DPC lopsidedThe City of Orlando is shifting more funds to complete Stage 1 of the Dr. Phillips Performing Arts Center, amending the construction contract for a twenty-third time and including a $9.5 million settlement agreement with Balfour Beatty Construction. The settlement agreement “resolves claims by the parties of additional costs and project delays with an increase to the [Guaranteed Maximum Price] GMP amount of $9,500,000 for an amended GMP amount of $132,154,672,” according to the City Council Consent Agenda.

While the city is not using any new public funds by increasing the maximum construction budget on the project, the shift “uses remaining project contingency and project savings; supplemented by Performing Arts Center TDT Funding (Stage 2 funds).” The agreement “closed out” Stage 1 finally, but it further depleted Stage 2 funding and project savings. Once again, the City of Orlando is dipping deeper into the contingency funding and further delaying any hopes of Stage 2 being built. In November, the City approved an additional $751,067.99 in construction funds, resulting in less project construction funds available for Stage 2 of the Arts Center according to the amendment at that time.

Two weeks ago, the Dr. Phillips Center asked for, and received, an extension from the Orange County Commission after failing to meet a fundraising deadline. Will Stage 2 ever be a reality? How much will it end up costing the public?

There are other critical demands facing the Dr. Phillips Center in addition to questions about possible crisis in leadership and drama behind the curtains. The Arts Center is also busy raising funds to build their endowment as well as to fund art education and engagement activities. In addition to the capital campaign (construction), the Dr. Phillips Center committed to raising $25 million within 5 years of opening for its endowment to ensure the long-term stability and success of the performing arts center. Currently, $2.2 million has been raised in the endowment, according to the December 2014 report. The DPC also needs to raise funds for art education programming either through grants, private donations or through sponsorships.
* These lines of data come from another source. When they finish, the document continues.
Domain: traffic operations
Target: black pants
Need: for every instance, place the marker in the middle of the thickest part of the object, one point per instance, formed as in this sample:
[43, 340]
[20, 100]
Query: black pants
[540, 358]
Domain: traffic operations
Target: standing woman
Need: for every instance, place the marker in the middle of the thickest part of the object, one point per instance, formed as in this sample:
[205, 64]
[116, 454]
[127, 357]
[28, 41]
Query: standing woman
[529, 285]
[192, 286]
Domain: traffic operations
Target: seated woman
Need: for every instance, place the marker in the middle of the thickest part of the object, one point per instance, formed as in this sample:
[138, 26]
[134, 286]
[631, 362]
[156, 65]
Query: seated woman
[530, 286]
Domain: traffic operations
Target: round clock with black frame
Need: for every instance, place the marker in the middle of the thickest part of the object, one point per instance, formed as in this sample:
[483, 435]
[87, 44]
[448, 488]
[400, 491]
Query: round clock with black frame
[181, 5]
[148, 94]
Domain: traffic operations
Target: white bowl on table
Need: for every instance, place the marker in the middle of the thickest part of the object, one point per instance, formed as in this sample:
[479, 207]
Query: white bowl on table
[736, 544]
Ironically, while the latest funding request will further jeopardize Stage 2 of the Dr. Phillips Center, it may be welcome news to fans of the historic Bob Carr Performing Arts Center. According to the City of Orlando’s Creative Village Master Development Plan, Bob Carr’s future includes an ultimate demolition, but only upon completion of Stage 2 of the Dr. Phillips Center.

The twenty-third amendment has been recommended by the Owner’s Representative PCL Construction Services, Inc., approved by the Orlando Community Construction Corporation and accepted by DPAC prior to coming before the Orlando City Council.